Retiring Night of Swords

There are some projects that serve more as growing pains than actually good work. I think all artists (I use artist as a pejorative term when referencing myself) experience this phenomenon. It can be frustrating, especially with more recent work, to commit so much time to a project, go in with the best intentions, and then look back at the result three years later with contempt. I think that's why Stephen King recommends locking your finished manuscript in a desk for six months immediately after writing it before you start editing. Some things are too close, too fast.



Night of Swords was an independent study my really nice professor let me write for a whopping four credits. It's an rpg - my first experiment with hacking Apocalypse World and also the first rpg I had attempted in years. "I know how to write these things!" sophmore-me thought. I didn't know.

Today I redacted Night of Swords from my itch.io site in embarrassment. The writing is bad; the how to play sections sound condescending if not hackey. The rules are a blender of disparate ideas that don't serve the fiction. Some of the rules manage to offend my sensibilities at the core. The only redeeming aspect of the game was the experience I had playing it with my friends. NOS was their (unfortunately) first ever roleplaying game, but we had a wonderful time connecting over the story despite my sloppiness.
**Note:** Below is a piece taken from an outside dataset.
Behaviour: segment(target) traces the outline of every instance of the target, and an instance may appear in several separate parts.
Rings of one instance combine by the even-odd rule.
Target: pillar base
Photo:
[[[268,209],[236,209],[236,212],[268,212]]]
Sometimes it's good to let old ideas die, even the ones you really wanted to make work. Those ideas can resurface when you least expect it to become something greater. I'd love to revisit the demon-filled undercities of NOS sometime soon, start again from scratch, who knows. Until then I'll have to remain comfortable in the notion that at least these past three years have been milestones of artistic improvement, and not degeneration.